Ainsi, à l’instar des autres pays du monde, la crise de l'emploi, et plus particulièrement l’emploi des jeunes, constitue un sujet d'une importance capitale  et d’une sensibilité politique extrême. Il est vrai que l’effort fournit par les structures de l’emploi est considérable, mais il n’en demeure pas moins qu’il s’agit de trouver une politique intégrée d’emplois, surtout dans la catégorie des jeunes, les plus touchés.
 Cette catégorie  se distingue aussi par un chômage de longue durée, puisque un grand pourcentage de  chômeurs l’est depuis plus d’une année et reste précaire car les emplois occupés sont souvent sous-rémunérés, rarement contractualisés et très peu couverts par un régime de protection sociale. Ces éléments poussent nos jeunes à privilégier le travail dans la fonction publique qui garantit plus de stabilité et une meilleure protection sociale.
Par ailleurs, il a été constaté aussi que le taux de chômage augmente avec le niveau d’éducation, ce qui confirme l’inadéquation des formations avec les besoins du monde du travail et la permanence d’une croissance peu génératrice d’emplois qualifiés.
L’ensemble de ces indicateurs démontre que l’emploi des jeunes et leur intégration dans le système productif constituent des défis majeurs à la société algérienne.Il n’ y a pas  de recette miracle mais une feuille de route peut être établie en soutenant  l’idée selon laquelle il est impératif de relever le défi de l’emploi des jeunes  pour maintenir la cohésion sociale et la stabilité politique, résorber la crise de confiance dans le système éducatif et éviter que la fonction publique ne soit considérée comme le recours exclusif. L’Algérie  est appelée  également à construire un modèle de croissance fort et équilibré, capable de générer de l’emploi, en quantité et en qualité, permettant une meilleure répartition de la richesse produite. Le programme gouvernemental prévoit de diminuer  le taux de chômage. Pour ce faire, le gouvernement devra mettre  en œuvre les mesures nécessaires afin de renforcer le cadre institutionnel de la politique de l’emploi à travers, notamment, la consolidation et l’amélioration des dispositifs de promotion en cours et la mise en place de nouvelles mesures.
Il faut rappeler que les programmes majeurs destinés à promouvoir l’insertion des jeunes dans la vie active ont été mis en œuvre par les pouvoirs publics : l’appui à l’emploi salarié (DAIP), qui permet aux jeunes diplômés en quête d’embauche d’acquérir une première expérience en apportant aux entreprises un dispositif comportant des exonérations d’impôts, de taxes et de charges sociales. L’adéquation emploi-formation  qui améliore l’employabilité des diplômés d’emploi pour des postes identifiés ou potentiels ; un dispositif d’appui à la création des petites entreprises (ANSEJ-CNAC -ANGEM), mais tout cela n’arrive pas à régler la problématique du chômage.Les pouvoirs publics doivent également assurer  que les efforts viseront la mise en place des mécanismes de veille et des outils d’intermédiation et d’observation, par la création d’un Observatoire national de l’emploi et de la formation, pour une meilleure appréciation des tendances et évolutions du marché du travail. 
Par ailleurs, le gouvernement est amené à réformer en profondeur le système éducation et de formation pour en faire un système souple, réactif et suffisamment ancré dans le milieu professionnel pour améliorer l’adéquation de la formation au marché du travail et satisfaire aux exigences des stratégies sectorielles et des chantiers structurants du pays. En effet, l’emploi est le bout d’une chaîne qui comporte plusieurs maillons dont la formation. Tout le monde est persuadé que notre pays  ne réussira pas à relever le pari de la lutte efficace contre le chômage des jeunes et la maîtrise des difficultés actuelles sans une croissance inclusive, durable et génératrice d’emplois.

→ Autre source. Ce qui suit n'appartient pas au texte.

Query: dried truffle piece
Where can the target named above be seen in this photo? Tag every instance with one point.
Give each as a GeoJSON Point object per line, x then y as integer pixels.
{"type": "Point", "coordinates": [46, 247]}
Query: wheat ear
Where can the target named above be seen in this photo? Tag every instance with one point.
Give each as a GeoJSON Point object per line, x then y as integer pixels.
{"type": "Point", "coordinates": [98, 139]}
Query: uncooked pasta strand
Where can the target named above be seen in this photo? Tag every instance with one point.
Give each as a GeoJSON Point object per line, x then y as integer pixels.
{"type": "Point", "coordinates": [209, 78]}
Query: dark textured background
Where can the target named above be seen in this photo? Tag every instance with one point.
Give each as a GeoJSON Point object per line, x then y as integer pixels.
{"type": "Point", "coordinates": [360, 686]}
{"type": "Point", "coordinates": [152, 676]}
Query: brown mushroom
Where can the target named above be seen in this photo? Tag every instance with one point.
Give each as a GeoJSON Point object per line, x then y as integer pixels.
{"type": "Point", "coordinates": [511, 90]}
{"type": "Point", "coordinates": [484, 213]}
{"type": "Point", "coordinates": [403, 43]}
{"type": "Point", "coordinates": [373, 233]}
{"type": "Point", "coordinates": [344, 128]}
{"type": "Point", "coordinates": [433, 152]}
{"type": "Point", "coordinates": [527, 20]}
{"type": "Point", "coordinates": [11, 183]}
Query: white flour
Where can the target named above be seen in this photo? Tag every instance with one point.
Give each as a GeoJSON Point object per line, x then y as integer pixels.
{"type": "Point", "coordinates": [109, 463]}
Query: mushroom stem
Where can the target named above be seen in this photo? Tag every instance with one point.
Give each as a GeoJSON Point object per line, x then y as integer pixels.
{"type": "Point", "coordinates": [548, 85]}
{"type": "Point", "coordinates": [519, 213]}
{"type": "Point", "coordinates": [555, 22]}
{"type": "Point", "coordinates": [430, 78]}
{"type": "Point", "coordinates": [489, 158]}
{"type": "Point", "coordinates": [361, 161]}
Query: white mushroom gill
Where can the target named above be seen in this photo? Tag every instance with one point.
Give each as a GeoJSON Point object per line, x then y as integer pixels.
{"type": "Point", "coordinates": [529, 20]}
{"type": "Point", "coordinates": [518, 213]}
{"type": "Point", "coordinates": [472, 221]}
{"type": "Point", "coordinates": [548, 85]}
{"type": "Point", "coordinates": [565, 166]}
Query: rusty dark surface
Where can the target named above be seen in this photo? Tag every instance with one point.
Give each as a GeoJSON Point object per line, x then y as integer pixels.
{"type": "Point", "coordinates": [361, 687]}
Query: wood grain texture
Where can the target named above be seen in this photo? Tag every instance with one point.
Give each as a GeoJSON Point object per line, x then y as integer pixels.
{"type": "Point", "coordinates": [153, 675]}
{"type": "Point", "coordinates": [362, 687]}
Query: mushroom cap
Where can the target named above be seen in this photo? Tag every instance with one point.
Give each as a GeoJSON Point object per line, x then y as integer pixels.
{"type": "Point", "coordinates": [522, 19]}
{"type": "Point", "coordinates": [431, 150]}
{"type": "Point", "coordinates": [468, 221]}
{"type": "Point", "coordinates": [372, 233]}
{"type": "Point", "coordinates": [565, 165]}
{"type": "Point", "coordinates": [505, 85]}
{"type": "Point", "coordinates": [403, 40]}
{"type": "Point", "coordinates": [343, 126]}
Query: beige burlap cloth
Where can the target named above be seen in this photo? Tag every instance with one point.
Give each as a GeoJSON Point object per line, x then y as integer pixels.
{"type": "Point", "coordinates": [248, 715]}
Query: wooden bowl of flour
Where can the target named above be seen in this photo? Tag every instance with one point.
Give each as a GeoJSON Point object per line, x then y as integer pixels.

La réalisation de cet objectif reste cependant tributaire de la mobilisation générale de toutes les composantes de la société autour d’une politique de développement intégrée, cohérente, mieux coordonnée et surtout focalisée sur la création de l’emploi décent pour tous les jeunes.
Cette mobilisation nécessite, indéniablement, selon les expériences, la mise en place de partenariats renforcés et diversifiés entre le gouvernement, le secteur privé, la société civile, les partenaires sociaux ainsi que les partenaires internationaux.
 
Quels sont  obstacles qui  gênent le  développement social
Identifier les obstacles:   Afin de construire une bonne  stratégie, il est essential d’identifier les  barrières et raisons structurelles qui  gênent le  développement social.
Quelles sont les raisons pour le manque d’opportunité   et d’accès ?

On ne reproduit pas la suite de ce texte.